LE CIEL BRILLANT 〜無職29歳、未経験の仕事に挑戦したらジュエリーデザイナーにこっそり溺愛されてました〜
 ピエールさんの青い貝? かわいいけどジュエリーショップよりはお菓子屋さんの名前のような……と藍は思ってしまう。

 貝の英語ならSHELLなのだが、藍は自分が勘違いしていることには気が付かない。BLUEとBLEUが似ていたから、フランス語であることもわかっていない。

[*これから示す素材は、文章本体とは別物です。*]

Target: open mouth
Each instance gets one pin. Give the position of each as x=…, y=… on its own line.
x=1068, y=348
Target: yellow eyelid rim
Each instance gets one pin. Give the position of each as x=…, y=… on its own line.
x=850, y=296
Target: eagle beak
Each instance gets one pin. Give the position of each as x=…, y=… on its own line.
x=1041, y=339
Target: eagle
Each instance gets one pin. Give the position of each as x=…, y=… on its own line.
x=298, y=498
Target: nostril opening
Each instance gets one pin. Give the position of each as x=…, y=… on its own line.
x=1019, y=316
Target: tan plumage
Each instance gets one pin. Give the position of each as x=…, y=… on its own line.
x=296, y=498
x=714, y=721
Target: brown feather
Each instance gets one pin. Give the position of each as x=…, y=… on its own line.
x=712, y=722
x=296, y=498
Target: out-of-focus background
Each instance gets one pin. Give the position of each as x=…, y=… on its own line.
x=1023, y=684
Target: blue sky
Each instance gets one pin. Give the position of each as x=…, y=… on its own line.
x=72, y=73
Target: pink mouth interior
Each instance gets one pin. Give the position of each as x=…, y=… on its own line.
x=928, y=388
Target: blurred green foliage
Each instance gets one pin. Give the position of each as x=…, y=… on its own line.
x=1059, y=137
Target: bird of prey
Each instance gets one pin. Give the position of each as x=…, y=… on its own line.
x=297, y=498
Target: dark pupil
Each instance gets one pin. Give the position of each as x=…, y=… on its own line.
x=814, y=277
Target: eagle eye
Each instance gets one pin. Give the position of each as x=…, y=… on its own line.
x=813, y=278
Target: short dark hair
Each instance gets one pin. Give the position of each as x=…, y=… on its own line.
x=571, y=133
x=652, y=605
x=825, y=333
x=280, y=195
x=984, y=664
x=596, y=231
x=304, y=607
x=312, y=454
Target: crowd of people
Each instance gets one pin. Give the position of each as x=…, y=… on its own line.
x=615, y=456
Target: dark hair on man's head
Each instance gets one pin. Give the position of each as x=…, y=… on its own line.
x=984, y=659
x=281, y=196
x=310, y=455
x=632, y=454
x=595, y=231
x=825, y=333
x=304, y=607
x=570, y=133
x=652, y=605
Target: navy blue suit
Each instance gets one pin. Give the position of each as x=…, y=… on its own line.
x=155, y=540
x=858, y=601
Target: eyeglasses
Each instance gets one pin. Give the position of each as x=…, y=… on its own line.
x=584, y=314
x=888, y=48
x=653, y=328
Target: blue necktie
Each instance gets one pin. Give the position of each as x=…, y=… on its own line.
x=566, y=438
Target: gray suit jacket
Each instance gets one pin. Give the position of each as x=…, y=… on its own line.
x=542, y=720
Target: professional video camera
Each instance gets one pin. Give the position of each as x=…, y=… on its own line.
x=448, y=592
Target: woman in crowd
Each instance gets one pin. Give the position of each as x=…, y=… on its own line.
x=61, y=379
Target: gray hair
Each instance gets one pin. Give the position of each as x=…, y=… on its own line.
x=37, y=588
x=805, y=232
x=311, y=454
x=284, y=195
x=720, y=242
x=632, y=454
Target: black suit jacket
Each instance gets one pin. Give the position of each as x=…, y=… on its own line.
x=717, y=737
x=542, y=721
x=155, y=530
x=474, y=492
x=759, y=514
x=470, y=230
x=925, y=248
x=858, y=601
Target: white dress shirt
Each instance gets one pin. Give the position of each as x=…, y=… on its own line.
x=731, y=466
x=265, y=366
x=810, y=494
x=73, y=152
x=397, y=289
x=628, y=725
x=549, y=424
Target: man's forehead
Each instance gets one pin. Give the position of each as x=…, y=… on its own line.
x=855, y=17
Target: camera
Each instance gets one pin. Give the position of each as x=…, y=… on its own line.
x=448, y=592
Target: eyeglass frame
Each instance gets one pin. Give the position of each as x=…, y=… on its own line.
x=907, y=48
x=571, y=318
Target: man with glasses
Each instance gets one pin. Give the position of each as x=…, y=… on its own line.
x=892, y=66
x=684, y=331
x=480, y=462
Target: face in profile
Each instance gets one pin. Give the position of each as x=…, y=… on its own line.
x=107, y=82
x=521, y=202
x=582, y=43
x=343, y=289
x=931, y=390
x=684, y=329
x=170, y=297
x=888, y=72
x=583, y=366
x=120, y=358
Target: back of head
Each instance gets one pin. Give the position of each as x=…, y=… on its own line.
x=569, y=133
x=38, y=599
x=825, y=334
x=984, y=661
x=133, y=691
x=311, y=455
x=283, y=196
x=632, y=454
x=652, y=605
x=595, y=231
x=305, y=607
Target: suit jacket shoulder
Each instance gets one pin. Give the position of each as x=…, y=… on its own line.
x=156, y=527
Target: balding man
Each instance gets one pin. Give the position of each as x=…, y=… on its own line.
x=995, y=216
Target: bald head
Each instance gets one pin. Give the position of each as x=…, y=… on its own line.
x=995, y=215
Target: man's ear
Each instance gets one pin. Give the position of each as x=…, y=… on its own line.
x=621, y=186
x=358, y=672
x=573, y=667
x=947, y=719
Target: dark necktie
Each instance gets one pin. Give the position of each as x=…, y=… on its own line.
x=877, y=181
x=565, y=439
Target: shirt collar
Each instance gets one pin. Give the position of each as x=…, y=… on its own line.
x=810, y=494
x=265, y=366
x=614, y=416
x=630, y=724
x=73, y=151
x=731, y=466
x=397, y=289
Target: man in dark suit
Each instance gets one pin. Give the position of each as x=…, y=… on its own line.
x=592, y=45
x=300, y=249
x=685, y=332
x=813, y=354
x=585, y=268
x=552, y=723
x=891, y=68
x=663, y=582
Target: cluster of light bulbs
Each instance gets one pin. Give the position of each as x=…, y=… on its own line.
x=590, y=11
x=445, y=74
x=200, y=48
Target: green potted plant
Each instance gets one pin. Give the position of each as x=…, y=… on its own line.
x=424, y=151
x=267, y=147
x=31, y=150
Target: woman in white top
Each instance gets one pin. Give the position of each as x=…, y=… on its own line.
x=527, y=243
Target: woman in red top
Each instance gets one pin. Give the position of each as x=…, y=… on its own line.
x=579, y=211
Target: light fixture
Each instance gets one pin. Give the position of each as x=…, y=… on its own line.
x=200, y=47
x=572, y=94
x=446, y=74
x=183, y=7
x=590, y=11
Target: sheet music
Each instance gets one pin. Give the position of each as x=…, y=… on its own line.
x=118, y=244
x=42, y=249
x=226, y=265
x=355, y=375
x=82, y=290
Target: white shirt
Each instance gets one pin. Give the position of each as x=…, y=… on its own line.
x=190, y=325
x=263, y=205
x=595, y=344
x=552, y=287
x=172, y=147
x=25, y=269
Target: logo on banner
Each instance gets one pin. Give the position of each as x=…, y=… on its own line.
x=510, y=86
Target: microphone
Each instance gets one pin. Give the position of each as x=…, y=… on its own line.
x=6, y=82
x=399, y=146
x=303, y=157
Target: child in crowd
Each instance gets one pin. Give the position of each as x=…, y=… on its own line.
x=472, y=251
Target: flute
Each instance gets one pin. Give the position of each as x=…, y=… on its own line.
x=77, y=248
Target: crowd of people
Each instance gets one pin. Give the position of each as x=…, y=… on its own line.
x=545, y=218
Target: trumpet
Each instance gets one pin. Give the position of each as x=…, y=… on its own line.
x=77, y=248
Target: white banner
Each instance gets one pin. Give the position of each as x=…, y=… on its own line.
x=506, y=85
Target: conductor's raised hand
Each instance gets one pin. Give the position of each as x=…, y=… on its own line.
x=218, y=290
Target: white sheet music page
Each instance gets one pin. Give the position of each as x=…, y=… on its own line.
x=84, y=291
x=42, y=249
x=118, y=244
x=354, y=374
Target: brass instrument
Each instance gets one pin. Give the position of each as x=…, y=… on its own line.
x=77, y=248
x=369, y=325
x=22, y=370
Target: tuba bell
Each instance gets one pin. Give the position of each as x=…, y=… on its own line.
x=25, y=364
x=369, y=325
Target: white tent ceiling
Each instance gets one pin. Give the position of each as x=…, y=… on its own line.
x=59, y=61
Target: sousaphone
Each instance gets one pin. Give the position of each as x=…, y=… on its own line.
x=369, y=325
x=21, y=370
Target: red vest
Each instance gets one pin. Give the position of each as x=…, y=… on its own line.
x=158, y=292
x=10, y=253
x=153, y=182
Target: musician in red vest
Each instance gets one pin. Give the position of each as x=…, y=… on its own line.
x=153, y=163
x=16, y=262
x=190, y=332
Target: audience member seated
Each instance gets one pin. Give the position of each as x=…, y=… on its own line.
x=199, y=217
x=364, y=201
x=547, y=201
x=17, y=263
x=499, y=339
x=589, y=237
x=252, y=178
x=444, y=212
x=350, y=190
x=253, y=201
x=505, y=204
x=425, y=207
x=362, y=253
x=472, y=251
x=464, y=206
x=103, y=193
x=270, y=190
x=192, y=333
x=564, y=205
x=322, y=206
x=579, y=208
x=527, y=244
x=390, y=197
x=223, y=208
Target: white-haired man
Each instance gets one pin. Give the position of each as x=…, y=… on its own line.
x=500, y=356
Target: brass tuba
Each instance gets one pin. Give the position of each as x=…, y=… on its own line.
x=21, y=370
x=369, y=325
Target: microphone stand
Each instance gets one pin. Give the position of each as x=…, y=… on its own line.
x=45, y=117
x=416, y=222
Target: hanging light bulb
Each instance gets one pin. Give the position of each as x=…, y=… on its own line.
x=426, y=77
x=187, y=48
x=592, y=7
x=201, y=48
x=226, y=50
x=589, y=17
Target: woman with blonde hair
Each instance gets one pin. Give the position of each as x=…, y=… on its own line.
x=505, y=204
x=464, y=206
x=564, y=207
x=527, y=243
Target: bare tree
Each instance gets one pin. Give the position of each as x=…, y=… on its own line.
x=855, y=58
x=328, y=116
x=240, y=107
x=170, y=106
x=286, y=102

 名前なんてどうでもいいか。とにかく今日からここが私の職場!

 わくわくするとともに、緊張して足が震えそうだった。

 今一度、自分の姿を確認してみる。後ろで一つに結んだ髪は乱れていないだろうか。久しぶりに着たスーツはどこかおかしくないだろうか。ストッキングに伝線は入っていないだろうか。アクアマリンはちゃんとポケットにあるだろうか。――大丈夫だ。

 勇気だ、勇気。

 自分を奮い立たせて、従業員用のドアを開ける。

 勢い余って扉を自分のおでこにぶつけた。

 ごん! と鈍い音が響き渡った。

「いたっ!」

 痛い。じんわり地味に痛い。

 慌てて周りを見る。誰も見ていない、とホッとする。

 何食わぬ顔で入った。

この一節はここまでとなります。